Sharon keuchte hörbar auf. Die Grand Dame erstarrte. Sie sah ihren Sohn an – ihren kalten, rücksichtslosen, effizienten Sohn, ihr Meisterwerk.
„Das löst das Pierce-Problem“, fügte Fletcher hinzu und nahm einen Schluck von seinem Drink. „Wenn ich sie heirate, stimmen die Holcomb-Aktien mit mir, nicht mit den Cousins. Pierce ist für immer aus dem Vorstand ausgesperrt.“
Das war der Schlüssel. Die Grand Dame hasste die Cousins mehr, als ihr der Anstand wichtig war. Sie war eine Pragmatikerin durch und durch.
Sie sah Estella an und verengte die Augen. „Ihr Vater ist ein Dieb und ein Lügner.“
„Ihr Vater ist ein Dieb“, stimmte Fletcher zu und stellte sein Glas ab. „Aber sie hat gerade in weniger als drei Minuten eine Fusion ausgehandelt, während sie ein vierzig Pfund schweres Kleid trug. Sie ist eine qualifizierte Holland.“
Estella spürte einen seltsamen Schauer im Nacken. Es war kein Kompliment; es war eine Zertifizierung.
Die Grand Dame starrte Estella einen langen Moment an, dann nickte sie kurz und bestimmt. „Rufen Sie den Richter an. Er soll die Heiratsurkunde ändern. Jetzt.“
Sharon sah aus, als hätte sie einen Schlaganfall, aber nach einem zornigen Blick von Fletcher zückte sie ihr Handy und begann, Befehle zu bellen.
Das Adrenalin, das Estella aufrecht gehalten hatte, war plötzlich verflogen. Ihre Knie gaben nach. Sie schwankte, der Raum drehte sich.
Eine starke Hand packte ihren Ellbogen. Fest.
Fletcher war da. Er hielt sie nicht sanft; er stützte sie wie eine einstürzende Mauer.
„Fall nicht“, flüsterte er ihr ins Ohr. Sein Atem war warm und roch nach Scotch und Tabak. „Du hast diesen Weg gewählt. Geh ihn.“
Estella biss die Zähne zusammen und drückte die Knie durch.
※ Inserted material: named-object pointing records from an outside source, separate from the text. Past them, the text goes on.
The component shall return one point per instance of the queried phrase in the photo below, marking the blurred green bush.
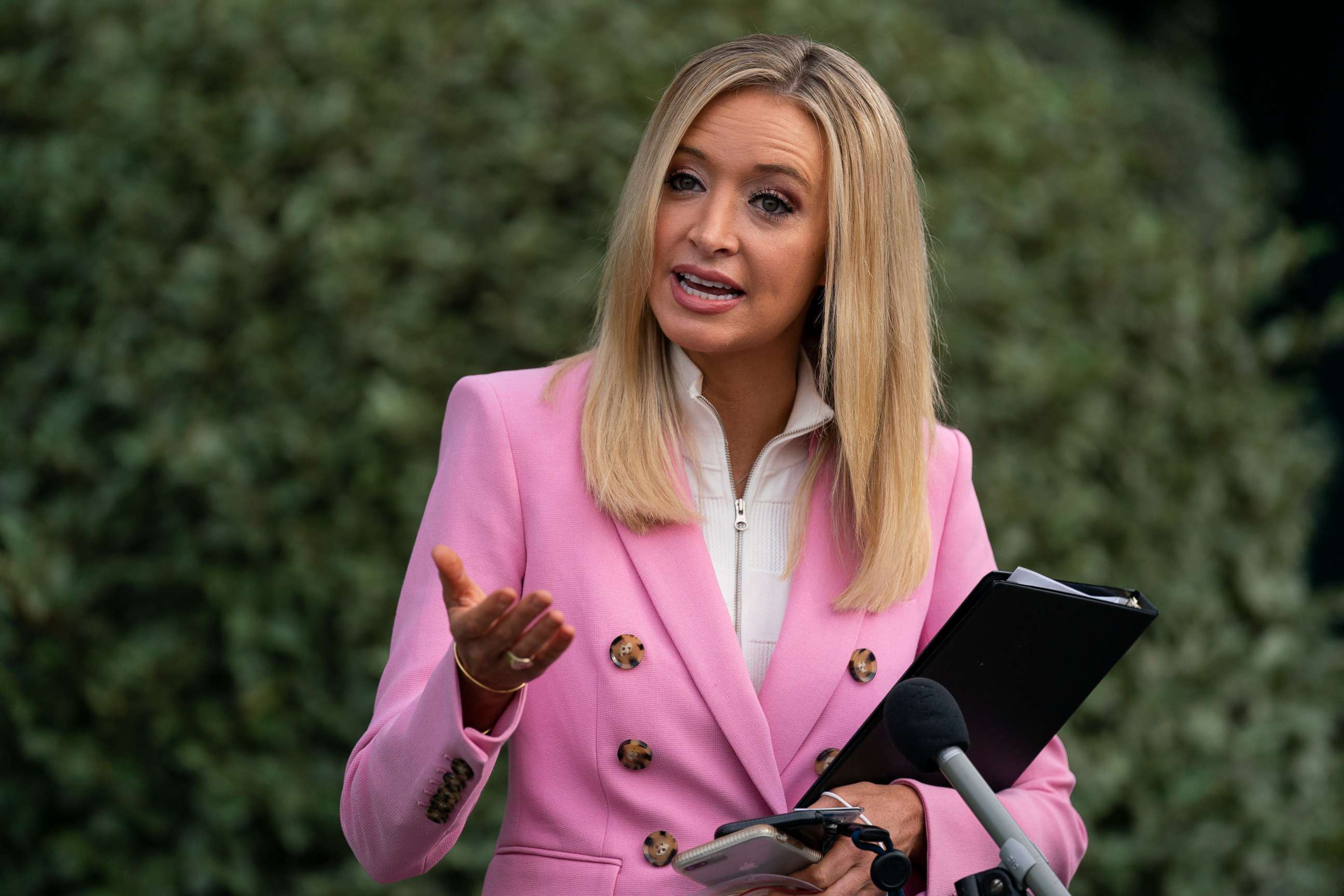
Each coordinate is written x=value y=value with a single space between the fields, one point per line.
x=248 y=247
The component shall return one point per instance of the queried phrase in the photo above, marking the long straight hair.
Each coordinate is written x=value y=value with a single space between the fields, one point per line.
x=870 y=332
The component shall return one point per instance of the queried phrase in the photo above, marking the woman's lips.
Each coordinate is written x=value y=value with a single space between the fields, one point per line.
x=702 y=305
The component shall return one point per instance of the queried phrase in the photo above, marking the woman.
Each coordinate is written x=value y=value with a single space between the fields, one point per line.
x=718 y=629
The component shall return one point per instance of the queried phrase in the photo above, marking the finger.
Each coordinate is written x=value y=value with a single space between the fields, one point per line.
x=552 y=651
x=537 y=637
x=832 y=867
x=471 y=624
x=459 y=589
x=858 y=881
x=511 y=625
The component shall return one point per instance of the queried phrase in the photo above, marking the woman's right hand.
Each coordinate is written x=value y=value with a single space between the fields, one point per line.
x=484 y=626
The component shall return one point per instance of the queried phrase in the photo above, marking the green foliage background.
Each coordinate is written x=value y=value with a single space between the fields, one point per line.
x=246 y=249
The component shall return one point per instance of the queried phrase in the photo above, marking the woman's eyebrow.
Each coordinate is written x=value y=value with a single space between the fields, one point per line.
x=762 y=167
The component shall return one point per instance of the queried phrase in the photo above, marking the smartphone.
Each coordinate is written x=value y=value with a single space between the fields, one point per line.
x=814 y=828
x=759 y=849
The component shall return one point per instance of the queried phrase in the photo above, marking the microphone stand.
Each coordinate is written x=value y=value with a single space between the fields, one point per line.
x=1022 y=864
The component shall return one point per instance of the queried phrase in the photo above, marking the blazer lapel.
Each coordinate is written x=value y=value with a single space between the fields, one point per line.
x=812 y=656
x=677 y=570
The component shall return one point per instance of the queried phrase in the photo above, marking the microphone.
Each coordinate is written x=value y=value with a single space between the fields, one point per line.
x=925 y=723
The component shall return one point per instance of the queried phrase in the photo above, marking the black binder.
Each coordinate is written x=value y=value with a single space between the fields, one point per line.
x=1019 y=660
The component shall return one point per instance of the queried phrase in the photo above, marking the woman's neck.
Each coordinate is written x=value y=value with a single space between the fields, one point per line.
x=753 y=391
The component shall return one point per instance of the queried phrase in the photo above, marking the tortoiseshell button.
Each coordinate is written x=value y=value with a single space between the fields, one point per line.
x=635 y=754
x=627 y=651
x=659 y=848
x=863 y=665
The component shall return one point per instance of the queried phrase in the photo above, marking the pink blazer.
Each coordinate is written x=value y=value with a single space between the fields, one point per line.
x=510 y=497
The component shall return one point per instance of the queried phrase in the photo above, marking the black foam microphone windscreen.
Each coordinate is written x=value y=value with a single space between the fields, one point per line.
x=924 y=719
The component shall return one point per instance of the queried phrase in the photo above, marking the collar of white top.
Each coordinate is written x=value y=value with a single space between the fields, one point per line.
x=809 y=410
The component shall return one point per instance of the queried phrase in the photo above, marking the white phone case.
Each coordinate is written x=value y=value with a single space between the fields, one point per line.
x=760 y=849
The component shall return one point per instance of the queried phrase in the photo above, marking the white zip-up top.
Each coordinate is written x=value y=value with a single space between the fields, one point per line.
x=749 y=536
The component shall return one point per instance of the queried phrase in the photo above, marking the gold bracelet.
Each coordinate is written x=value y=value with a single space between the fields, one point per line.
x=478 y=683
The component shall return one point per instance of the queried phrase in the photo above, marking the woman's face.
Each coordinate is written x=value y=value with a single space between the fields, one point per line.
x=744 y=205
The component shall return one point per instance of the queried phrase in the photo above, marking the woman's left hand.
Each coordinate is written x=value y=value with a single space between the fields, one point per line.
x=845 y=870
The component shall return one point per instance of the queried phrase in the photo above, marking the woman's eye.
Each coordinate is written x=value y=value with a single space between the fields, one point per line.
x=779 y=207
x=773 y=205
x=677 y=178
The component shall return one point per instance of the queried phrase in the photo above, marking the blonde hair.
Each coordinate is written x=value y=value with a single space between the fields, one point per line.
x=871 y=340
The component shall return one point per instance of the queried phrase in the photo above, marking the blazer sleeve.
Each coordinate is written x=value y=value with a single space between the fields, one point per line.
x=1039 y=800
x=417 y=729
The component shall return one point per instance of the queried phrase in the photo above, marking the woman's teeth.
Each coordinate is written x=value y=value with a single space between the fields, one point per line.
x=720 y=292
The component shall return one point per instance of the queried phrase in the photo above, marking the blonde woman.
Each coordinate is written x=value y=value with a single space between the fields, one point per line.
x=736 y=519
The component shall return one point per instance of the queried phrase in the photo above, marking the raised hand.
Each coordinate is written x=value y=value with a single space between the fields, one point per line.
x=486 y=626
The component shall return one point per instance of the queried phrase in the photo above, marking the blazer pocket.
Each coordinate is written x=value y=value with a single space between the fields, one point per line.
x=527 y=871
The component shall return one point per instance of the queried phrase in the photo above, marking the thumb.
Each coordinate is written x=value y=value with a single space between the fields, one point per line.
x=459 y=589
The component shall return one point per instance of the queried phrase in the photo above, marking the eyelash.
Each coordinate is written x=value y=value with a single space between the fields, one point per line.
x=757 y=195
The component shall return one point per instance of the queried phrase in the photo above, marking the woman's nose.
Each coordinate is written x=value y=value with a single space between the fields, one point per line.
x=716 y=229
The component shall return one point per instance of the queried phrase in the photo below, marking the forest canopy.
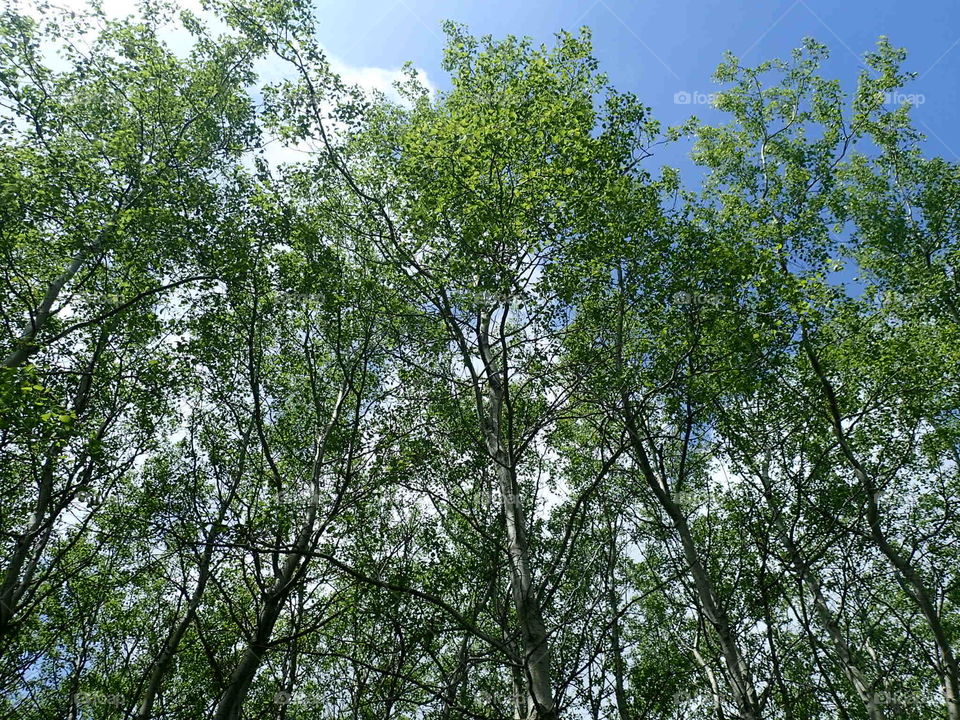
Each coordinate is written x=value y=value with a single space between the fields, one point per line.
x=471 y=410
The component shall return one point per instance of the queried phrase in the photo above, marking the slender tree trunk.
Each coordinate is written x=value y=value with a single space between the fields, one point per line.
x=841 y=649
x=949 y=670
x=737 y=672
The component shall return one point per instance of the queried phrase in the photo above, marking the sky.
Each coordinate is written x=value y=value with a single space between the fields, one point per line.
x=666 y=51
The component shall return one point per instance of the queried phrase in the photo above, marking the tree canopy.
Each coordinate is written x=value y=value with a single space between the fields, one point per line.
x=473 y=412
Sie sah zu ihm auf. „Ich werde ihn besser gehen als jeder andere.“
Momente später schwärmte ein Team von Anwälten ins Zimmer, das wie eine Boxencrew aussah. Sie knallten ein Dokument auf den Couchtisch. Der Ehevertrag.
„Standardbedingungen“, sagte ein Anwalt atemlos. „Vollständige Gütertrennung. Kein Anspruch auf den Nachlass im Todesfall. Die Scheidungsklausel ist–“
Estella hörte nicht zu. Sie blätterte zur letzten Seite, nahm einen Stift und unterschrieb mit ihrem Namen. Estella Holcomb.
Sie schob das Papier zu Fletcher hinüber.
Er zog wegen ihrer Geschwindigkeit eine Augenbraue hoch, dann nahm er den Stift. Seine Unterschrift war scharf, aggressiv und nahm mehr Platz ein als nötig.
Vom Flur her begann der tiefe, resonante Klang der Pfeifenorgel den Hochzeitsmarsch zu spielen. Die Vibration übertrug sich durch die Dielen.
Die Grand Dame ging zu Estella hinüber. Sie griff nach oben und richtete den Schleier, ihre Berührung war überraschend rau. „Blamier uns nicht“, zischte sie.
Fletcher bot ihr seinen Arm an und wartete.
Estella atmete tief durch. Sie hakte sich bei ihm unter. Sein Bizeps unter dem Wollanzug war steinhart.
„Bereit?“, fragte er. Er sah sie nicht an; sein Blick war auf die Tür gerichtet.
„Bereit“, log sie.
Gemeinsam verließen sie die Sicherheit des VIP-Raums und gingen auf die Flügeltüren des Ballsaals zu, wo fünfhundert Gäste auf einen Bräutigam warteten, der nicht kommen würde.